A sa mort, les armes (armas limpas) de tout homme étaient héritées par son fils aîné survivant, comme D. Sancho II avait hérité des armes royales de son père, D. Afonso II. Comme D. Sancho II a été déposé par son frère cadet et vivait encore au moment où D. Afonso III a assumé la couronne, D. Afonso a dû concevoir un ensemble d’armes différent pour montrer sa lignée royale. Il ne pouvait certainement pas utiliser les mêmes armes que D. Sancho. En raison de sa relation avec la couronne de Castille (sa mère était castillane), il a choisi une bordure de châteaux castillans autour des bras de son père pour faire la différence.
Dans ce nouveau design, il y avait à l’origine jusqu’à 16 châteaux sur les bras du monarque. D. Afonso III et ses héritiers ont continué à utiliser les armes modifiées, qui ont été modifiées à nouveau lors de l’accession de D. João I en 1385, 140 ans plus tard.
Le nombre de châteaux sur les armoiries royales a changé au fil du temps et semble avoir été normalisé à sept seulement après l’accession de D. João III en 1521.

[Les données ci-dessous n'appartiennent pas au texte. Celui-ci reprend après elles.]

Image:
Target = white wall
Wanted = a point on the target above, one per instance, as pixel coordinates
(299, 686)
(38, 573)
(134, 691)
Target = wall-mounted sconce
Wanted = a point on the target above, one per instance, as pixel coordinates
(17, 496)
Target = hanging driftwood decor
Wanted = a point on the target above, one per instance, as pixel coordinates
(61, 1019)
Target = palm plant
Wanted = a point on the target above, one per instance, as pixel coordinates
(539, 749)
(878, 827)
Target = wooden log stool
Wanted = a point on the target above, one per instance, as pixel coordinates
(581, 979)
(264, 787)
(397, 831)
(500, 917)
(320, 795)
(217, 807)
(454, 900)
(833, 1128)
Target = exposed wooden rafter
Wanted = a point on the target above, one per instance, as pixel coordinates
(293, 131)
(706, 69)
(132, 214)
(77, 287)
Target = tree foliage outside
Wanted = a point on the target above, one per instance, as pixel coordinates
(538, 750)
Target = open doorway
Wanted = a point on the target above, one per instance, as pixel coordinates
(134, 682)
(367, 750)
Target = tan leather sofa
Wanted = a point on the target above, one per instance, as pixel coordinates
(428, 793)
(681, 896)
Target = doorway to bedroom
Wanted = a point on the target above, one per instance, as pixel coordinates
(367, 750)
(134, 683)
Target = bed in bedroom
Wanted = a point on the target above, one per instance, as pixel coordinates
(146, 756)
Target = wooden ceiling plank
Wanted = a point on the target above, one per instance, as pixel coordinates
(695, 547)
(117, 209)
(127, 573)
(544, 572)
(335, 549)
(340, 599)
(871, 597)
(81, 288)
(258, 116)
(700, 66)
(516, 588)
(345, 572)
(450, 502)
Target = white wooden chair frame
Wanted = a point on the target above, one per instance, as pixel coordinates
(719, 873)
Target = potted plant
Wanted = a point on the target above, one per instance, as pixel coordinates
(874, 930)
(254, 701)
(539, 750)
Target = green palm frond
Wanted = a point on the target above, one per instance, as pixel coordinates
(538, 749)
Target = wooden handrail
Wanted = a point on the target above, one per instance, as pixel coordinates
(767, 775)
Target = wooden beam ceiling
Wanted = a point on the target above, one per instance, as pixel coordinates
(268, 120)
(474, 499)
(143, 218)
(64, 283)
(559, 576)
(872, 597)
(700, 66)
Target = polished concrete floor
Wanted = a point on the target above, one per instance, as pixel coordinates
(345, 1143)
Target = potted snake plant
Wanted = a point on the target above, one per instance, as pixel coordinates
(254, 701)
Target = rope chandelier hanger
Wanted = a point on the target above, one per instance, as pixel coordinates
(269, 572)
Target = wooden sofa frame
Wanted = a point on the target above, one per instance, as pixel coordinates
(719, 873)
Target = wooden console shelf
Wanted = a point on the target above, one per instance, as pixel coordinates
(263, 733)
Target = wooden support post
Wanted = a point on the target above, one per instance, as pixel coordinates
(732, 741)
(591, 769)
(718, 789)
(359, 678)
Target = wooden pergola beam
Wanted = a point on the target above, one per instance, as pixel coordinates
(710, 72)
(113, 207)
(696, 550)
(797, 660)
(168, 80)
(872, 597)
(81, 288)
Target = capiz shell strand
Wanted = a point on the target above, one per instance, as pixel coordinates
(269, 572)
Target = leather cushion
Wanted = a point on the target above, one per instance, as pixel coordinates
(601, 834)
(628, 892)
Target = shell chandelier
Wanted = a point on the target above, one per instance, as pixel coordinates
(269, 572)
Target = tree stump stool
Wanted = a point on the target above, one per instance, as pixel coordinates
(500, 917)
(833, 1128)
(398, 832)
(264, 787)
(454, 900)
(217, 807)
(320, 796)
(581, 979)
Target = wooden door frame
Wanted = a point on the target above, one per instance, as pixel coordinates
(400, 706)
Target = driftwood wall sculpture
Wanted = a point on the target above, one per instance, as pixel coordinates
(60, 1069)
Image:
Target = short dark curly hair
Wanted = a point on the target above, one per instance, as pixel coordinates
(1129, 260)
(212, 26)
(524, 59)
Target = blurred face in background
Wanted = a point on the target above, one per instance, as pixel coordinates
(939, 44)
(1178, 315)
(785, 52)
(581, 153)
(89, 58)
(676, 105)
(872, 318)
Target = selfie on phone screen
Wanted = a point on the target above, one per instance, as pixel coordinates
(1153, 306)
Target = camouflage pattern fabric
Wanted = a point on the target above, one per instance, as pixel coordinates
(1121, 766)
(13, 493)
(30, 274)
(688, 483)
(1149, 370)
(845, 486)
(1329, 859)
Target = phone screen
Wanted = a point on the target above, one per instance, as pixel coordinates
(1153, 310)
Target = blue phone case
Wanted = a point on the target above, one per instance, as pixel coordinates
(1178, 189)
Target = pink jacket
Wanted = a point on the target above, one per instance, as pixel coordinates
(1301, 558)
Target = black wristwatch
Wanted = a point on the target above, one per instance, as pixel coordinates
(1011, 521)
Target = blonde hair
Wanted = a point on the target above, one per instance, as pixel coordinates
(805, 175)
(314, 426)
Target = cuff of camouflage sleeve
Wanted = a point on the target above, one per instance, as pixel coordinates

Il n’y avait aucun lien contemporain avec le nombre de châteaux de l’Algarve capturés par D. Afonso III, et cette idée n’a pris racine qu’avec les histoires écrites par Duarte Nunes de Leão et Frei António Brandão au début du XVIIe siècle. Comme leurs histoires mentionnent jusqu’à neuf forteresses algarviennes particulières, il y a une question immédiate de la fiabilité de leurs affirmations. Ils ne convainquent pas.
Et alors que les touristes regardent la haute statue de D Afonso III à l’extérieur du musée principal de Faro, ils ne savent peut-être pas que, s’il a réussi à terminer la conquête de l’Algarve, son succès était basé sur des caractéristiques personnelles très peu attrayantes. Et les anciennes armes royales au centre de l’actuel drapeau du Portugal nous rappellent le sort du malheureux D. Sancho II.